Les élections municipales de 2026 ont entraîné une dynamique inattendue pour les députés français. Sur les 104 parlementaires ayant tenté leur chance aux municipales, 38 ont réussi à obtenir un mandat de maire. Toutefois, cette double casquette n’est pas permise en raison des règles sur le cumul des mandats. Les élus concernés vont donc devoir se prononcer rapidement sur leur avenir politique.
EN BREF
- 38 députés sur 104 élus maires lors des municipales de 2026.
- Les élus doivent choisir entre leur mandat de maire ou de député dans les 30 jours.
- La majorité des maires nouvellement élus devraient quitter l’Assemblée nationale.
Depuis le 22 mars, ces élus se retrouvent face à un dilemme : continuer à siéger à l’Assemblée nationale ou se consacrer à leur nouvelle fonction de maire. Selon les règles en vigueur, le cumul des mandats est interdit, ce qui force ces élus à faire un choix qui pourrait avoir des conséquences significatives sur leur carrière politique.

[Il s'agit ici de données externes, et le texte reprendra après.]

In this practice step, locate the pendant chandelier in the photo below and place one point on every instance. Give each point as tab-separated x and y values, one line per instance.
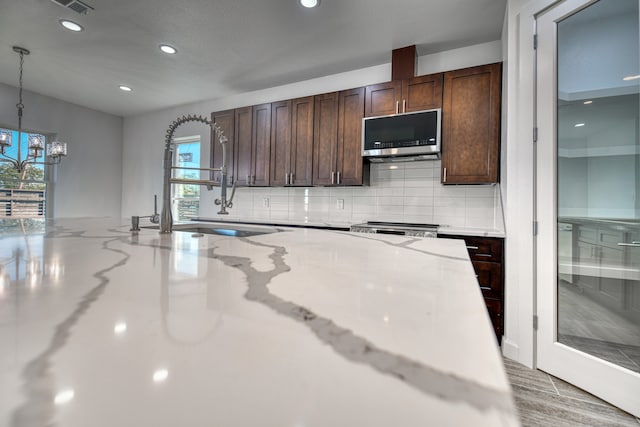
55	150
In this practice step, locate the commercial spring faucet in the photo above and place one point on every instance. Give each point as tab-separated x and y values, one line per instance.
166	219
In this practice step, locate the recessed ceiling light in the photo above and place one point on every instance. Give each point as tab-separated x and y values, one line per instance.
310	3
70	25
168	49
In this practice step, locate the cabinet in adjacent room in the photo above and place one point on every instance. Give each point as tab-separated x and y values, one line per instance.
225	121
486	255
292	142
337	142
404	96
471	125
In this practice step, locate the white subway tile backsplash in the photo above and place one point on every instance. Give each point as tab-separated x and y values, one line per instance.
418	173
450	202
422	200
450	191
418	210
408	192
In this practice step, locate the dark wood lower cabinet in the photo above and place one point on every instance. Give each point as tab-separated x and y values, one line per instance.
486	255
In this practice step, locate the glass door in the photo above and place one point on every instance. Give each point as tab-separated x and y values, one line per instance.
186	197
588	197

Si certains décident de rester à l’Assemblée, ils peuvent déléguer la gestion de leur mairie à un colistier. En revanche, ceux qui optent pour la mairie seront remplacés par un suppléant ou un nouveau député lors d’une législative partielle. Ce choix crucial doit être effectué dans un délai de 30 jours, ce qui augmente la pression sur ces élus.
Il semblerait que la majorité des maires élus optent pour honorer leur mandat d’édile. Parmi ceux qui choisissent de rester à l’Assemblée, on trouve des figures notables telles que le député PS Stéphane Hablot, élu maire de Vandœuvre-lès-Nancy, la députée LR Michèle Tabarot, qui a pris la mairie du Cannet, et Philippe Juvin, également LR, qui a remporté la mairie de La Garenne-Colombes.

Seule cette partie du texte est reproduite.